Parto dalla prima domanda. Sì, era proprio quello che volevo evocare. Ho suonato per moltissimi anni con una band dalle sonorità più punk (Mary in June) e insieme a loro ho fatto dei live stupendi. A un certo punto, però, durante proprio l’ultimo tour ho iniziato a scrivere tantissimo ma sentivo che quello che scrivevo aveva sonorità diverse. È stato abbastanza naturale, mentre scrivevo mi veniva tutto così di getto. Sicuramente ci sono stati anche degli ascolti o conoscenze differenti. Per questo, ho deciso di iniziare questo percorso in proprio e quei colori erano proprio i colori dell’Aurora Boreale. Volevo che questo nuovo inizio avesse proprio quei toni. All’interno c’è un mix di cose diverse. In Tienila Stretta Questa Felicità, c’è l’influsso di un’Ornella Vanoni in Rossetto e Cioccolato e in altre, ci sono tracce di Macklemore e Drake.

Parliamo ora di “622”, Ep prodotto da un grande nome come Marta Venturini. Un po’ come gli artisti novecenteschi che fanno venir fuori la materia dalle loro opere, nei tuoi incisi, emerge un’atmosfera creata all’inizio, da un suono elettro-pop radiofonico di Ogni tanto faccio un party e che arriva fino a sonorità più intime come in Tienila stretta questa felicità, che sappiamo aver raggiunto oltre 1 milione di play su Spotify. Te l’aspettavi di avere il potere di coinvolgere così tanto l’ascoltatore?

Diciamo che non me l’aspettavo assolutamente, tant’è che quando mi hanno detto che ero arrivato a così tanti ascolti, pensavo mi prendessero in giro e sono andato a controllare. In realtà, sì, c’è quella cosa di trasportare l’ascoltatore soprattutto nell’inciso; volevo che fosse un inciso vero e proprio. Quindi sì, l’intento era quello.

Una curiosità: cosa sono i 13 Tagli?

Sono il numero di ferite che ci siamo fatti in una mia storia d’amore. Le ho contate una ad una; sono 13 e ne ho messe 13. Questa è sicuramente una canzone a cui mi sento molto legato, ma Tienila stretta questa felicità rimane la mia canzone preferita, perché l’ho scritta di getto in un momento in cui, in seguito a un brutto periodo, stavo veramente meglio. Sono tutti brani autobiografici, c’è tanto di me, ma ci sono anche molti consigli. A pensarci, spesso gli ascoltatori mi ringraziano, dicendomi che sembra che abbia scritto appositamente per loro queste canzoni.

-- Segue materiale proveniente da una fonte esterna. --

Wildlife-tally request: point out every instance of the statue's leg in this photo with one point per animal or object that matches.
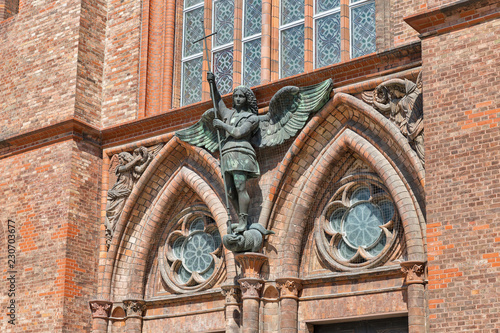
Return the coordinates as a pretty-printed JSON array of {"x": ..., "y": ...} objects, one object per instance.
[{"x": 240, "y": 180}]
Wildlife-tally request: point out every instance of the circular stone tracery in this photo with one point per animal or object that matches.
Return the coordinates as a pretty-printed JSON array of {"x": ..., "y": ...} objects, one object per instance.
[
  {"x": 360, "y": 226},
  {"x": 193, "y": 254}
]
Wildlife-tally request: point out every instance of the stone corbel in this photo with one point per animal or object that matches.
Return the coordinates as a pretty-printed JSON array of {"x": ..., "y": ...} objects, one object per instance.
[
  {"x": 232, "y": 294},
  {"x": 414, "y": 272},
  {"x": 251, "y": 288},
  {"x": 100, "y": 308},
  {"x": 134, "y": 308},
  {"x": 289, "y": 287}
]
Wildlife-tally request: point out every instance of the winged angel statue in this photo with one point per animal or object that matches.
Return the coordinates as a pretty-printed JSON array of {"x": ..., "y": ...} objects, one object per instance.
[{"x": 242, "y": 129}]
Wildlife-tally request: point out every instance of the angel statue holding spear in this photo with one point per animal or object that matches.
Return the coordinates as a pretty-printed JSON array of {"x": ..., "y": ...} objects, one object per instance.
[{"x": 237, "y": 131}]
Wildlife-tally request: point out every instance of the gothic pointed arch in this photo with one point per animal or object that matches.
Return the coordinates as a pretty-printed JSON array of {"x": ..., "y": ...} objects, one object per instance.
[{"x": 180, "y": 176}]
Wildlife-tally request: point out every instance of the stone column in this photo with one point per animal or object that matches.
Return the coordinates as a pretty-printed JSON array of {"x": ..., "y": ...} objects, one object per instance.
[
  {"x": 232, "y": 293},
  {"x": 101, "y": 311},
  {"x": 250, "y": 289},
  {"x": 134, "y": 310},
  {"x": 415, "y": 280},
  {"x": 251, "y": 285},
  {"x": 289, "y": 303}
]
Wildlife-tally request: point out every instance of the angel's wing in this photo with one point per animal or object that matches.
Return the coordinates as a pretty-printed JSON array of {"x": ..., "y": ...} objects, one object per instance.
[
  {"x": 289, "y": 111},
  {"x": 202, "y": 134}
]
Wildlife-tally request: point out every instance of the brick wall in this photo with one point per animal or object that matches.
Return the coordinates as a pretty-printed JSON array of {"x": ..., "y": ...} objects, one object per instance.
[
  {"x": 462, "y": 115},
  {"x": 52, "y": 195}
]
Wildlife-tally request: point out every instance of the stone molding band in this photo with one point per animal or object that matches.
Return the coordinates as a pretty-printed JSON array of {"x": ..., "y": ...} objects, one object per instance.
[
  {"x": 414, "y": 272},
  {"x": 134, "y": 308},
  {"x": 100, "y": 308},
  {"x": 289, "y": 287},
  {"x": 251, "y": 288}
]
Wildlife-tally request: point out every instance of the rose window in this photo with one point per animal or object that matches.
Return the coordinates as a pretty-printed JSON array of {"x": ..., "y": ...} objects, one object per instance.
[
  {"x": 193, "y": 254},
  {"x": 359, "y": 226}
]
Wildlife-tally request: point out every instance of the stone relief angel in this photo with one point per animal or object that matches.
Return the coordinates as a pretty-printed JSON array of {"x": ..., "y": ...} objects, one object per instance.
[
  {"x": 401, "y": 101},
  {"x": 129, "y": 169},
  {"x": 242, "y": 130}
]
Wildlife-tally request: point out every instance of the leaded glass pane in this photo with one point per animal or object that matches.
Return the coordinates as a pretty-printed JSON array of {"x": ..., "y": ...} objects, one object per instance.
[
  {"x": 183, "y": 274},
  {"x": 345, "y": 250},
  {"x": 197, "y": 250},
  {"x": 189, "y": 3},
  {"x": 224, "y": 22},
  {"x": 363, "y": 30},
  {"x": 361, "y": 224},
  {"x": 192, "y": 77},
  {"x": 336, "y": 218},
  {"x": 361, "y": 194},
  {"x": 292, "y": 51},
  {"x": 324, "y": 5},
  {"x": 193, "y": 30},
  {"x": 328, "y": 40},
  {"x": 387, "y": 208},
  {"x": 253, "y": 17},
  {"x": 197, "y": 224},
  {"x": 291, "y": 11},
  {"x": 177, "y": 247},
  {"x": 223, "y": 70},
  {"x": 251, "y": 56}
]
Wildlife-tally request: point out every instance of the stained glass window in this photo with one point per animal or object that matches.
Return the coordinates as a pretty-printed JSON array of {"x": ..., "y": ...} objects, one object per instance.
[
  {"x": 253, "y": 17},
  {"x": 326, "y": 5},
  {"x": 292, "y": 51},
  {"x": 192, "y": 81},
  {"x": 223, "y": 70},
  {"x": 328, "y": 40},
  {"x": 359, "y": 225},
  {"x": 291, "y": 11},
  {"x": 194, "y": 252},
  {"x": 192, "y": 53},
  {"x": 251, "y": 58},
  {"x": 224, "y": 22},
  {"x": 363, "y": 29},
  {"x": 252, "y": 28}
]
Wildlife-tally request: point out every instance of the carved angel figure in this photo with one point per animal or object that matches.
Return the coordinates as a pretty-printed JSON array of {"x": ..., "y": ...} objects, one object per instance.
[
  {"x": 243, "y": 129},
  {"x": 401, "y": 100},
  {"x": 130, "y": 168}
]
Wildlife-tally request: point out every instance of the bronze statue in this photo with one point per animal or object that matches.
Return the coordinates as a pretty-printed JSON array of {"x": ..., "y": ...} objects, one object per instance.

Non c’è evoluzione se provi a arrenderti.

In ogni cantautore ha un influsso importante l’ambiente in cui vive e l’atmosfera cittadina che c’è dietro. Quanta Roma c’è nelle canzoni di Boreale?

C’è tanta Roma sì! Perché Roma è una città che ti prende e non ti lascia andare. Che ti avvolge e che ti fa anche incazzare.

Sento influssi di Lucio Battisti. Che importanza ha avuto il cantautorato italiano nelle tue canzoni?

Oltre Rossetto e Cioccolato di Ornella Vanoni, c’è tanto del passato nelle mie canzoni: un Vasco Rossi, Venditti (che canto spesso), Lucio Battisti, sì, Lucio Dalla e anche un Ligabue che mi è rimasto sempre nel cuore.

È bello il mare quando ti tocca,
guarda l’onda prima che ci travolga.
Lascia che ci travolga.

Sembra che tu abbia un rapporto particolare con la Natura. Dal nome “Boreale” al paragonare spesso le situazioni che vivi a un temporale o a un’onda. È così?

Sì, tant’è vero che Roma mi fa talmente arrabbiare, che vorrei spesso andar via. C’è stato un periodo in cui vivevo fuori Roma e stavo davvero bene, perché ero a contatto con la Natura. Ho iniziato anche a trasformarmi in una sorta di agricoltore nel mio piccolo. Mi piacerebbe tornare anche a fare quello. Quando mi chiedono di progetti futuri, parlo anche di un agriturismo. Ho un debole per la natura.

Lasciaci con la frase preferita di una delle tue canzoni.

“Pensa che bello se ci fosse in palio, un premio per ogni sbaglio”. Questa sì, mi piace un bel po’.